Slovakia’s Political System Tilts toward Nationalistic Hungary

Jan Zilinsky (PIIE) and Simeon Djankov (PIIE)
March 21, 2016 11:30 AM

Slovakia is scheduled to take over the rotating presidency of the European Council in July 2016. Yet the results of elections held on March 5 show that Slovak society is divided on the future of Europe, with three anti-establishment parties crossing the threshold required to obtain seats in the national parliament. Europe is in for a rocky presidency.

Eight parties crossed the electoral cutoff, by receiving at least 5 percent of the votes cast. The most popular party (Prime Minister Robert Fico’s Social Democracy party, which had governed with a comfortable majority in the preceding four years) has only 49 seats. It is trailed by a surging euroskeptics’ party.

Voters are dissatisfied with the outgoing government, which carried out few economic reforms and turned increasingly to larger public expenditures, such as free public transportation for students and seniors, to attract support. Although living standards in Slovakia are improving, average annual wages of about €12,000 compare unfavorably to neighboring Austria’s nearly €40,000. (After adjusting for price differences, Slovaks still earn less than 50 percent of what Austrians do.) Employment opportunities are scarce in some regions, and unemployment is falling more slowly than in other Central European countries (figure 1).

Figure 1 Unemployment in Central Europe

Figure 1 Unemployment in Central Europe

Source: European Commission, AMECO database.

Slovaks are also critical of some unsatisfactory public services: Cases of informal groups taking matters into their own hands (street cleaning, refurbishing hospital rooms, donating money for public school maintenance and repairs) are common.

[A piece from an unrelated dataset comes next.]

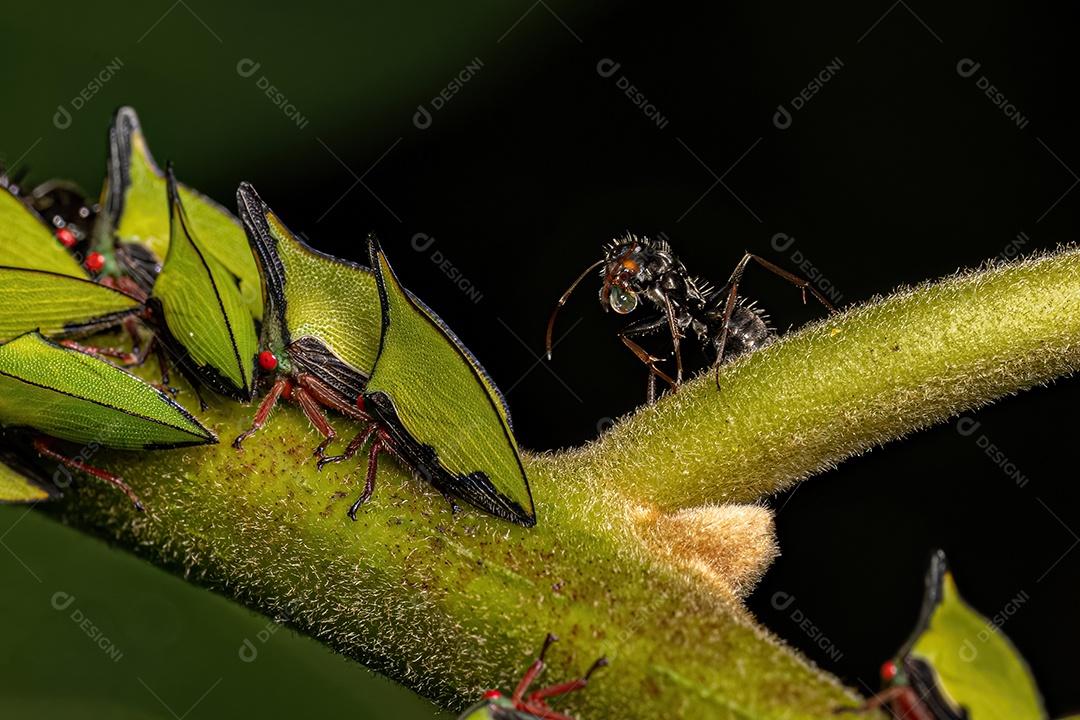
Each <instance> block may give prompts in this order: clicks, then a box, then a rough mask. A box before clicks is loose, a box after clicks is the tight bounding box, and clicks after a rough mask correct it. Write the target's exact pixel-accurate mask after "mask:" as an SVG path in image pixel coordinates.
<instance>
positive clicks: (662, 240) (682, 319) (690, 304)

Other than unemployment and poor public services, the biggest electoral issue is dissatisfaction with Europe. Slovakia reaps large monetary benefits from its membership in the European Union, yet anti-Brussels rhetoric proved effective throughout the electoral campaign. Several parties courted voters with anti-EU messages. Nearly seven in ten Slovaks trusted the European Commission in 2010, but only 46 percent held a favorable opinion of the Commission when surveyed in 2015. Trust in the European Parliament has fallen by 20 percentage points compared to 2004 when Slovakia and nine other nations joined the European Union.  

In recent months, the European Union has been associated with “refugee redistribution by quotas,” a plan proposed last September by European Commission President Jean-Claude Juncker to assign refugees to some countries that do not attract as much migrant inflow from the Middle East and North Africa.1 Instead, Slovaks generally consider the migration crisis as an opportunity to mobilize European resources to strengthen the external border, starting with boosting Frontex, the agency that coordinates European border management. At just over €140 million, European spending on border control corresponded to about 0.5 percent of what the US government spent on external border protection in 2015.

South of Slovakia, Hungarian Prime Minister Viktor Orbán remains the most decorated Central European politician, having won the premiership three times.2 With several Slovak parties taking a page out of Orbán’s anti-EU manual, the next Slovak government will likely bolster Orbán’s view that smaller European countries, particularly the new member states in the east, must fend for themselves against harmful EU policies. In this respect, Slovakia may join Poland, another recent convert to Orbán’s views.

Notes

1. Valentina Pop, “EU Presents Plan to Distribute Refugees Across Europe,” Wall Street Journal, September 9, 2015.

2. Simeon Djankov, Hungary under Orbán: Can Central Planning Revive Its Economy?, Policy Brief 15-11, Peterson Institute for International Economics, July 2015.